What does shaking the wires do when the switch is on and the lights are off? I suspect the ground is weak in the rear of this van. Try a set of jumper cabler end to end between the negative battery post snd the ground wire for the lights.
What a coincidence, I posted the same question on same car yesterday! See link and text below:
“License plate lights on Windstar 1999”
http://community.cartalk.com/discussion/2281396/license-plate-lights-on-windstar-1999
“I have a Ford Windstar 1999 (80K miles). Reliable so far (for 7 +years). My license plate lights are both out. I grab a voltmeter and find no difference in voltage between the 2 poles of the light(s) and indeed a new bulb does not help. I remove the inside panel of the back door, there is a connector between the license lamps and the rest of the car electrical system. I disconnect it. I go turn on the lamps at the dash board, I then reconnect the connector to the license plate lamps at the rear door… and they work! I go back to the dash and switch the lamps (controls side +rear lamps and license) OFF and then immediately back ON, and the license plate lamps stay OUT. All the others side lamps work fine. Can one explain to me what is happening and where? likely there is no grounding issue at the license plate lamps since I did the same test using a small tester lamp I assembled and plugged into the connector at the rear door.”
UPDATE
When I did ground the ground wire of my license light to the battery instead of its normal connection to the rear ECM, then the lights are ON all the time (even if lights are OFF at the dashboard). That suggested that the license lights are controlled by a ground switch on the ECM and that the (+) wire is always hot. It also reinforced the bad feeling that the issue is on the rear electronic module! And since I refuse to change it for a license light issue (nope, not even for a used one!) it got us thinking of another solution. I say “us” because I took the car to my trusted Ford dealer this am, and the “fix” of our choice was to splice the ground wire of the license lights into the ground wire of the rear parking lights…et voila! It appears that the dealer tech was impressed by my ground work (pun intended) and did the fix free of charge… and that is a super friendly dealership!!
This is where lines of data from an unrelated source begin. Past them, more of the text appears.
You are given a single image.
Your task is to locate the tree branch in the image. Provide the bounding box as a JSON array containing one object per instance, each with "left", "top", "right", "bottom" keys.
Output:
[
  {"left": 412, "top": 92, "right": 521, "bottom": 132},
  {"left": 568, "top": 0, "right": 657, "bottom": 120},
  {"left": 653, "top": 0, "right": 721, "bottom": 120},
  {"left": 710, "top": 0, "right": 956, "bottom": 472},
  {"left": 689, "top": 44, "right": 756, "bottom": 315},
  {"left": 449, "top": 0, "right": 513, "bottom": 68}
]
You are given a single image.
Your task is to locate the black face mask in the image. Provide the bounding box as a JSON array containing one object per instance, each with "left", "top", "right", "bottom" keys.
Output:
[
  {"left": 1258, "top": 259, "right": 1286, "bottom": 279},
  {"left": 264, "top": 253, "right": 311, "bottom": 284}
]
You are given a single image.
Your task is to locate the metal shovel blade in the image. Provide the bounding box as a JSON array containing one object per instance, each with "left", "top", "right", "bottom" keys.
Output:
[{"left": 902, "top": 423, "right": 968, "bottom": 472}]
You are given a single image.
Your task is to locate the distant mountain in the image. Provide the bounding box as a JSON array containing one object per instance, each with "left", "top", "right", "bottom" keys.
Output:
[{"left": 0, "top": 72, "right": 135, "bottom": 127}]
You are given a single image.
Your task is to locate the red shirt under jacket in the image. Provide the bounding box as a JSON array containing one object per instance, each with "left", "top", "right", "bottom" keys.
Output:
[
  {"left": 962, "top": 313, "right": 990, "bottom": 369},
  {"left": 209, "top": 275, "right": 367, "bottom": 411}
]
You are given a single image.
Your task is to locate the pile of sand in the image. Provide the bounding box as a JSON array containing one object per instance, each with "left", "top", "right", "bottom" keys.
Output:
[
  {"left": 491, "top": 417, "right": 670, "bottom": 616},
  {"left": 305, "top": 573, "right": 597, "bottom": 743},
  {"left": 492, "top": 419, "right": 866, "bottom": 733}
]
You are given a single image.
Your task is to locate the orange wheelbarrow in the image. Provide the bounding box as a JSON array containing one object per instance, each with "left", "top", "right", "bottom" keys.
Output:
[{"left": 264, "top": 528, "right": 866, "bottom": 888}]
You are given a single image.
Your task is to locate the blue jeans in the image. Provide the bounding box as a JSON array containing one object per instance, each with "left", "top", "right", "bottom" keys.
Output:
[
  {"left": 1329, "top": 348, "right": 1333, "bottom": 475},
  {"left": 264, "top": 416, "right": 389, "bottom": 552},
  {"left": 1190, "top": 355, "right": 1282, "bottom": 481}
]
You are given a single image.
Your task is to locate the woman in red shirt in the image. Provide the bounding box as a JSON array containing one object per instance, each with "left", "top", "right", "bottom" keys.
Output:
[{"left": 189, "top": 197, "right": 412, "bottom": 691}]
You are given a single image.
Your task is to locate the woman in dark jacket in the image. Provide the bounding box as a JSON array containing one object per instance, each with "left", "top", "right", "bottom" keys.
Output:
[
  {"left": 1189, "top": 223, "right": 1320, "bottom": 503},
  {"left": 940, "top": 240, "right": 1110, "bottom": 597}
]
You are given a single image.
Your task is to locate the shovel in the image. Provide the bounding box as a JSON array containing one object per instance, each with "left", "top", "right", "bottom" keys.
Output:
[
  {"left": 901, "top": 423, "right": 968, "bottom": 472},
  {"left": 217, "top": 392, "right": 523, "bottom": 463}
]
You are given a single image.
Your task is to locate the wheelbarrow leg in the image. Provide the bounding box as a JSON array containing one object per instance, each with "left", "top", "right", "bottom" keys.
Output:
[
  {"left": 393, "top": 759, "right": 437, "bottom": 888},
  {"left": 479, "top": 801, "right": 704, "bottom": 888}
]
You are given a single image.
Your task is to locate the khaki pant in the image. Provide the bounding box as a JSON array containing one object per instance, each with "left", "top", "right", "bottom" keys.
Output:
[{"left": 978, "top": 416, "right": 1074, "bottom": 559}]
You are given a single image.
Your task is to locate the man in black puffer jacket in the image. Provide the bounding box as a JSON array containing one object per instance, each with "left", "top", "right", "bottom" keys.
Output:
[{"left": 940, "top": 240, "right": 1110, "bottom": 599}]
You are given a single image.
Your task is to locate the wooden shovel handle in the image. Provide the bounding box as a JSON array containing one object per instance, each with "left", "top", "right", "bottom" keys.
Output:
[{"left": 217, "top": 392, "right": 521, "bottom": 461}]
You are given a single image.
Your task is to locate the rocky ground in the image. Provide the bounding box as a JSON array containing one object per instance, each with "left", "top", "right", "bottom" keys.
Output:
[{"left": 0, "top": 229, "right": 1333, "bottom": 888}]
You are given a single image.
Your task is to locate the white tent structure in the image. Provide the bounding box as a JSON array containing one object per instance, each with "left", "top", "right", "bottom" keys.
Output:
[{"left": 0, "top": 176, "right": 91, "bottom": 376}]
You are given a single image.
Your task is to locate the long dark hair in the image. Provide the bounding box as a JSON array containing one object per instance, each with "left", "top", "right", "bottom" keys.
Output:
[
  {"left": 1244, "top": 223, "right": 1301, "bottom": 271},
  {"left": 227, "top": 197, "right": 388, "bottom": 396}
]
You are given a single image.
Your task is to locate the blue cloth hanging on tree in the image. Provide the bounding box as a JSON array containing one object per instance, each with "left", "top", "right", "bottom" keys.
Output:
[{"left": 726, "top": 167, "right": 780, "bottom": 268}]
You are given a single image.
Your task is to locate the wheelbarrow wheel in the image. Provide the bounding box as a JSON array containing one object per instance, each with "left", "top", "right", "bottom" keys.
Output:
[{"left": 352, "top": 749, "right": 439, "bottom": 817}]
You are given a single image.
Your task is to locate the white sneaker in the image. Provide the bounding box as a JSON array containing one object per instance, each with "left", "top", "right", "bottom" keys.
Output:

It is true that I would still want to understand what exactly is happening on this defective circuit board… definitely worth thinking about a little more.
Physics was not exactly my major. Could it be that the different effect of having the licence lights connected after or before switching the dashboard reflects that there may still be a weak gound on the board and if one switches the dash ON it enables charged particules to accumulate at the interrupted license ends, and that may result in a voltage high enough after the connection Whereas when switching the dash on a (pseudo) complete circuit the difference of potential at license light poles never gets high enough???
The ground was the problem. Apparently bad rear light control module. The fix was to re-wire the ground connection around the rear light control module in the tire jack bay to avoid the very high cost of new module and associated programming.